(10-22-2020, 01:47 AM)weblacky Wrote: You knew the "expected" 10 year retention period of modern NAND and you knew it needs to be rewritten (NOT READ) for flash to be refreshed.
I feel like the point I was making has been missed: As Flash wears from being written to, the amount of charge that can be held in a cell reduces. The cell has worn out when it can't hold enough charge that it can reliably signal a 0 or 1.
Therefore, a cell that's perhaps been rewritten a handful of times can be expected to have a much longer retention period than the quoted period.
It's likely that the flash used in SGI machines is NOR flash. The datasheets I've found didn't say, but it's more in line with the use case, pinout (for the ones we know) and so on. Happily data retention period is typically higher in NOR flash. For their recent NOR flash products, Atmel (now part of Microchip) cites 'greater than 100 years'.

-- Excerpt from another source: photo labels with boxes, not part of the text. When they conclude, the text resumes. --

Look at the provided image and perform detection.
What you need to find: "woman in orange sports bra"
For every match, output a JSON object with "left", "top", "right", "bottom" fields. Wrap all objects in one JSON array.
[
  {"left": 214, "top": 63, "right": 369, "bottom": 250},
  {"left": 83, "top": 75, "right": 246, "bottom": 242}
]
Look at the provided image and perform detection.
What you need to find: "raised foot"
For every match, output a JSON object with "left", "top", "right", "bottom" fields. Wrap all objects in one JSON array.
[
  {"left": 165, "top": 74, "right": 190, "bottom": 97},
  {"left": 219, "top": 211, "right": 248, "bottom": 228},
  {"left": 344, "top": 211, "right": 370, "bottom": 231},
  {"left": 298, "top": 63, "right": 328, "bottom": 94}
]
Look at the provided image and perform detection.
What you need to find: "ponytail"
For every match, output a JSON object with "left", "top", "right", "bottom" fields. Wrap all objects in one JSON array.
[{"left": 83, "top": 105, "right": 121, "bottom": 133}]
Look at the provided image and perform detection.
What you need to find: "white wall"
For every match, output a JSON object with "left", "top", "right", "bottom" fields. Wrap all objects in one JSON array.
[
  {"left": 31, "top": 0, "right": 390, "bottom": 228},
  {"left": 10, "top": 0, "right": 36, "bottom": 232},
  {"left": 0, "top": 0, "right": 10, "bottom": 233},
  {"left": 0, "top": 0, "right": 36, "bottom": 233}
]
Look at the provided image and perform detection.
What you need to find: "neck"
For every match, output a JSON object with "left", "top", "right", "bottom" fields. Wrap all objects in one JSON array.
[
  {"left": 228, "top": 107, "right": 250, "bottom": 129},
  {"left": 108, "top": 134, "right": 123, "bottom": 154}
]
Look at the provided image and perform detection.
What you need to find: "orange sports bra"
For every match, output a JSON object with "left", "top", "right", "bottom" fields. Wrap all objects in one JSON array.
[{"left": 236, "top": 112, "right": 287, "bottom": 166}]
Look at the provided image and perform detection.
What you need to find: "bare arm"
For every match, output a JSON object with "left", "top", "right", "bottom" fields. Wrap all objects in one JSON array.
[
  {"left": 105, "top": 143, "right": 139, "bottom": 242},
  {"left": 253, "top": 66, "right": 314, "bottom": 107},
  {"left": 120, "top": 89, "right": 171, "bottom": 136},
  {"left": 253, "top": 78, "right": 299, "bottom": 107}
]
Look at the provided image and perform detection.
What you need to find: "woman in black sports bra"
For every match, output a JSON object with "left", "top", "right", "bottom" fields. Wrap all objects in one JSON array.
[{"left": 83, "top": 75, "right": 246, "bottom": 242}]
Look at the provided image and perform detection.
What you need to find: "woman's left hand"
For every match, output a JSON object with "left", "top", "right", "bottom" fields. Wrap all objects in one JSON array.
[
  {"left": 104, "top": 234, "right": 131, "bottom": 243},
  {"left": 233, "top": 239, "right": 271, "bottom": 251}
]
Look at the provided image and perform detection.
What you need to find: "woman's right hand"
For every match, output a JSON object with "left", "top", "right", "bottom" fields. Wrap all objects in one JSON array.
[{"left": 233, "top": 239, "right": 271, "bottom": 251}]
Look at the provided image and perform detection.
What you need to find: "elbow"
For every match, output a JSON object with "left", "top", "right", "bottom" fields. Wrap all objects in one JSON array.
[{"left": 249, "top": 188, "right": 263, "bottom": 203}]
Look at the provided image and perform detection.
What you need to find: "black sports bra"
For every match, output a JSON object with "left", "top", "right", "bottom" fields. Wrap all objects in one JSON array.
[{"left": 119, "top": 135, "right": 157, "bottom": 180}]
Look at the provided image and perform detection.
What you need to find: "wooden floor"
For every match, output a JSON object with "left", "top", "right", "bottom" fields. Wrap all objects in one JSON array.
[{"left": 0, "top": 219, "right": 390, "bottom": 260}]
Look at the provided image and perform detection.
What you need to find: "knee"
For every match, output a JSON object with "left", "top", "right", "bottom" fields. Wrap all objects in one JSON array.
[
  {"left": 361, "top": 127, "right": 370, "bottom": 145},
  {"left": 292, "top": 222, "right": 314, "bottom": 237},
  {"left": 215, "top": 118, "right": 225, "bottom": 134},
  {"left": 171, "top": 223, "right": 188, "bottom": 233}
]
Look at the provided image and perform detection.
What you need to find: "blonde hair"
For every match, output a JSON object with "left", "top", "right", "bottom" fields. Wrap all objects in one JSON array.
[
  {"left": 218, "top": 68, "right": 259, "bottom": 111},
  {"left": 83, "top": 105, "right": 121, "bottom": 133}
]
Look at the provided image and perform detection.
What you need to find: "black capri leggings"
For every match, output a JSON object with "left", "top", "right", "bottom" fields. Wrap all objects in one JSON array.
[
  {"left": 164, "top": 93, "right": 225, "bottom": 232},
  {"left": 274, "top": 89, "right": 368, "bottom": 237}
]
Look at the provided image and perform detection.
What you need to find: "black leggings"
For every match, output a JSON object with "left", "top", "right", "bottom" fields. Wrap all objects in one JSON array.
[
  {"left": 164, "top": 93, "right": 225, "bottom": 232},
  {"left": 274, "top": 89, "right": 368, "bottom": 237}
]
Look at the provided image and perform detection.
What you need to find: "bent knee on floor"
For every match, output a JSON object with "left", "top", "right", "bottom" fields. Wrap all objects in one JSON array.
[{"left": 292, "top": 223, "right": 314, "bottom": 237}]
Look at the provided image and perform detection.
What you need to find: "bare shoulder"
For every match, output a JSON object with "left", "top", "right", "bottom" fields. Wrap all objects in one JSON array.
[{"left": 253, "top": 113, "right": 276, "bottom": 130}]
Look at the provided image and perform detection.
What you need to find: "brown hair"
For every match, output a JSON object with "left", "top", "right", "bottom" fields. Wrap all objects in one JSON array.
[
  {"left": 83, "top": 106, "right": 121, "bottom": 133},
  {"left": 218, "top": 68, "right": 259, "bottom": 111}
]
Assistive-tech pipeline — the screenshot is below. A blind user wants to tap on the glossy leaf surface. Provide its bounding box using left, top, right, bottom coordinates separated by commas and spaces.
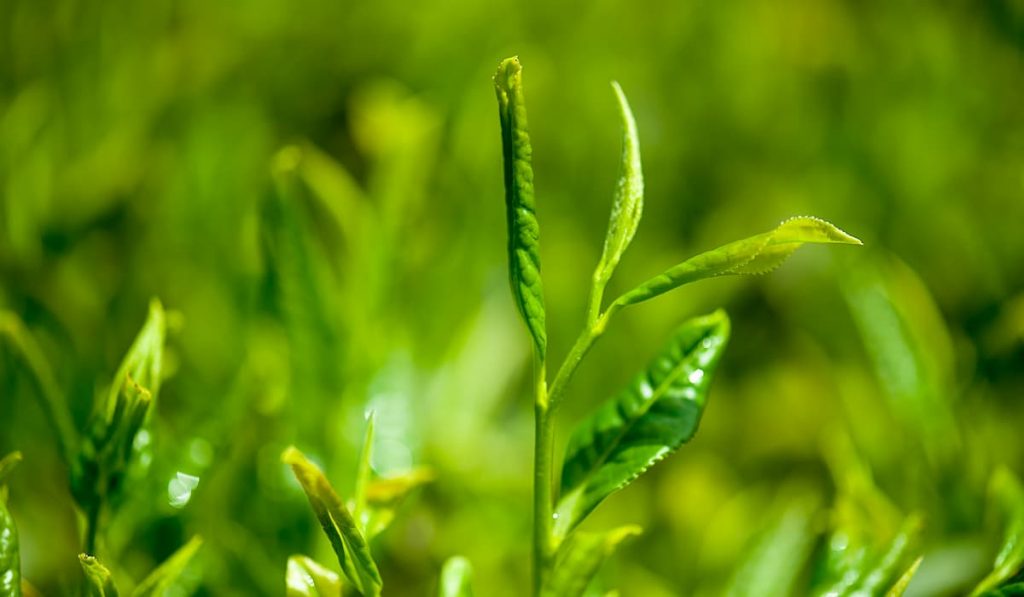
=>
78, 553, 119, 597
132, 536, 203, 597
282, 446, 383, 597
541, 525, 641, 597
594, 82, 643, 287
495, 57, 548, 359
555, 311, 729, 537
615, 216, 861, 305
286, 555, 341, 597
437, 556, 473, 597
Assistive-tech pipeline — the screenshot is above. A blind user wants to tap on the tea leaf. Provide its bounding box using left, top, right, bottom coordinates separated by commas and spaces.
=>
971, 467, 1024, 596
78, 553, 118, 597
437, 556, 473, 597
495, 57, 548, 360
555, 310, 729, 537
615, 216, 861, 306
594, 82, 643, 290
541, 525, 641, 597
886, 556, 925, 597
132, 536, 203, 597
286, 555, 341, 597
281, 446, 383, 597
725, 494, 818, 597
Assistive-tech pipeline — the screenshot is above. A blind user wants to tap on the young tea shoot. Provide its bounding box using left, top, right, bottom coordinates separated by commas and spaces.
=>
494, 57, 861, 597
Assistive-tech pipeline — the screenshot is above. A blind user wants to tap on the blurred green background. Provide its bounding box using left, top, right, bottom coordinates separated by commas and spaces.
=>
0, 0, 1024, 597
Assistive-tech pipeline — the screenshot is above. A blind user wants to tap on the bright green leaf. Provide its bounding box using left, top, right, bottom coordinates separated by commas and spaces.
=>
286, 555, 341, 597
437, 556, 473, 597
886, 556, 925, 597
555, 311, 729, 537
615, 216, 861, 306
971, 468, 1024, 596
495, 57, 548, 360
725, 494, 818, 597
541, 525, 641, 597
594, 82, 643, 290
281, 446, 383, 597
132, 536, 203, 597
78, 553, 118, 597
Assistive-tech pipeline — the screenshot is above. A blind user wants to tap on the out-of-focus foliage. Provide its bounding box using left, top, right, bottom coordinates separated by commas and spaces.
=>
0, 0, 1024, 597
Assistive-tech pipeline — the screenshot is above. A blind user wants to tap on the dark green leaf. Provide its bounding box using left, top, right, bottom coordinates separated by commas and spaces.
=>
555, 311, 729, 537
972, 468, 1024, 596
78, 553, 118, 597
132, 536, 203, 597
286, 555, 341, 597
541, 525, 641, 597
281, 446, 382, 597
495, 57, 548, 360
615, 216, 861, 306
594, 82, 643, 289
437, 556, 473, 597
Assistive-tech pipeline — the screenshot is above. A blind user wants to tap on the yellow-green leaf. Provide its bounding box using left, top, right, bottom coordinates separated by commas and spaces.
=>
281, 446, 383, 597
78, 553, 119, 597
555, 310, 729, 537
132, 536, 203, 597
594, 82, 643, 289
541, 525, 641, 597
437, 556, 473, 597
286, 555, 341, 597
615, 216, 861, 306
495, 57, 548, 360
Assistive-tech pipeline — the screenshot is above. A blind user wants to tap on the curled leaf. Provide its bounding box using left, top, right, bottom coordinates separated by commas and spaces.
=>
541, 525, 641, 597
281, 446, 383, 597
615, 216, 861, 306
78, 553, 119, 597
594, 82, 643, 289
555, 311, 729, 537
495, 57, 548, 360
286, 555, 341, 597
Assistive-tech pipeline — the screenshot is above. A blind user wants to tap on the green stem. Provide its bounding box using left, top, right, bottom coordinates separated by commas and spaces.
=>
534, 359, 555, 596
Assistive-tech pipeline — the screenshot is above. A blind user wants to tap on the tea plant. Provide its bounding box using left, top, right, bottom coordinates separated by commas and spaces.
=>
494, 57, 860, 596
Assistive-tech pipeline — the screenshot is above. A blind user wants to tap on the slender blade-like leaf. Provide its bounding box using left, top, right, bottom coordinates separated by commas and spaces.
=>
437, 556, 473, 597
971, 468, 1024, 596
0, 452, 22, 597
281, 446, 383, 597
886, 556, 925, 597
594, 82, 643, 289
78, 553, 119, 597
541, 525, 641, 597
495, 57, 548, 360
615, 216, 861, 306
286, 555, 341, 597
132, 536, 203, 597
555, 310, 729, 537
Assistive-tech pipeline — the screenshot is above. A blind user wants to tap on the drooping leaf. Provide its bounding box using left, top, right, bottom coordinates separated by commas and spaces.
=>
541, 525, 641, 597
615, 216, 861, 306
281, 446, 383, 597
886, 556, 925, 597
495, 57, 548, 360
437, 556, 473, 597
725, 494, 818, 597
286, 555, 341, 597
132, 536, 203, 597
555, 310, 729, 537
594, 82, 643, 289
78, 553, 119, 597
971, 467, 1024, 596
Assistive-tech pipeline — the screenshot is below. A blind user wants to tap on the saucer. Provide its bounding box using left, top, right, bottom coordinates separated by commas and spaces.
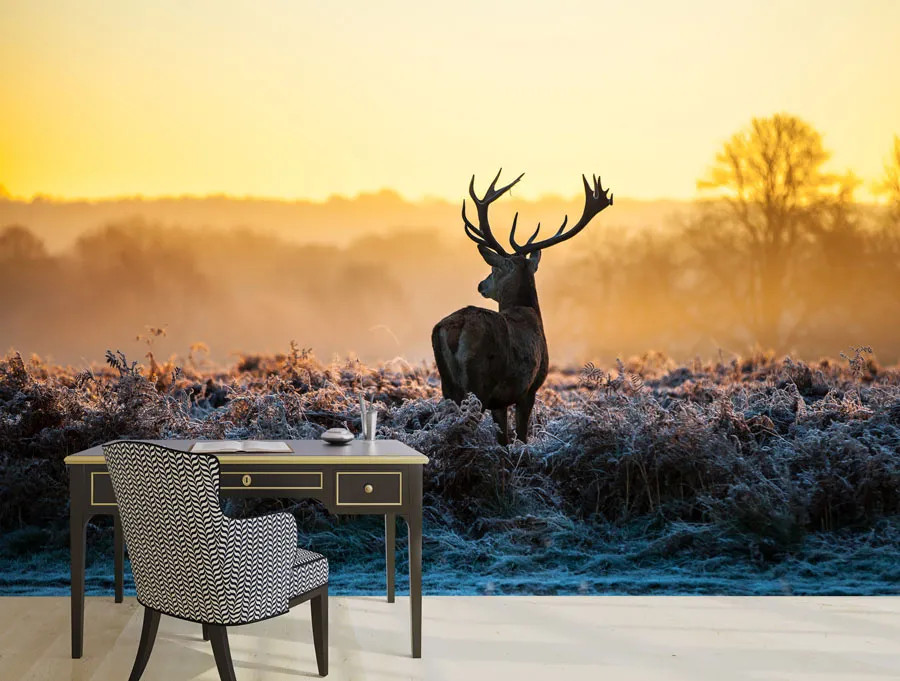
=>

(10-22-2020, 01:47 AM)weblacky Wrote: For older machines...it's in known IC PROMS (Indigo, Indigo2, O2, Indy)...maybe Octane...anyone know? Didn't someone have a PROM dump collection?
There's more programmable devices in SGI systems than that; I know of three in the O2 (not including the RTC), and I've only checked the motherboard module. As well as the flash chip for the PROM, there's also an XC1718 device on the processor module (which I assume is used in configuring (V)ICE) and a DS2502 on the PCI riser.
You can't reprogram the latter two of these: the XC1718 is OTP, and the DS2502 is an 'add only' EPROM.
Which leads to another concern about trying to refresh the PROM - it may not be possible at all. Certainly, it's not possible for any of the machines with a UV EPROM (so, Indigo, Indigo 2 and Indy are out). With the O2, referring to the
AT29C040 datasheet, page 3 mentions a 'Boot Block Programming Lockout'. This allows regions of the flash chip to be permanently locked from reprogramming.
The expected use of this is that the machine starts by running code in this locked section. This code checks the integrity of the remaining flash (probably checksum), and if it's OK, jumps to it. If it's not OK, then it takes some corrective action - perhaps blinking an LED to signal an error. This is particularly attractive on systems which have dual flash images; if the newer image is damaged in some way, then the boot process can automatically try the older image.
(10-22-2020, 01:47 AM)weblacky Wrote: For newer...I thought it was buried inside a co-processor on like the L1 processor itself? We've never heard from anyone that proved where the firmware lives.
All of the SGIs I've looked at have mostly used off the shelf components, with the custom silicon reserved for where it really matters eg., the processors, graphics and memory interconnect. Outside of those things rolling their own is just going to increase cost. Even in things produced in large volumes with security requirements the flash chips still aren't usually integrated into the processors.
On the Tezro, for instance, looking at photos of the (I think) nodeboard
(in this thread) there's a what looks to be a
Coldfire MCF5206 (m68k-ish) microprocessor (next to two chips that look like memory. I would posit that is this is the L1, and that one of those chips is RAM and the other flash ROM. They look like standard chips (one looks like it's made by Cypress and the other maybe TI) but unfortunately I cannot read the part numbers.
(10-22-2020, 01:47 AM)weblacky Wrote: Also we have no proof these chips are smart enough to manage or refresh their own data (move it around or refresh) while powered. So let's assume worst case scenario...they data rot from the inside out (behind a locked door, inside a Atmel chip or something).
The
worst case scenario is surely failure of the entire chip? Even for the partial fails, conventional wisdom is that the chip has degraded and so should be replaced. (Although, as hobbyists we might try rewriting and hope it keeps working)
For that replacement, of course, you need a dump, a compatible replacement IC and a device programmer. Whilst we're considering worst cases, it's not even known if reflashing will refresh all of the critical areas of the flash chips; and it's very common to intentionally design things so it won't. In addition, getting dumps of all the programmable devices is actually required, because there's known to be devices in SGI machines which cannot be reprogrammed from the command line.
Whilst the number of write cycles aren't a concern, losing power whilst flashing the PROM is a concern. If there's a recovery mode, that recovery mode is going to have to be stored in an area of flash that doesn't get rewritten, and it will be the first bit of code that the processor runs on startup. If there's not a recovery mode, losing power during a PROM update means a dead computer.
In summary, if there's a protected boot block (pretty much a given for machines that can have more than one image, and not unlikely on single image machines) it's a waste of time. If there's not, there's an elevated risk of bricking the machine every time you reflash - which is a pretty major issue if you don't even know where the flash IC is.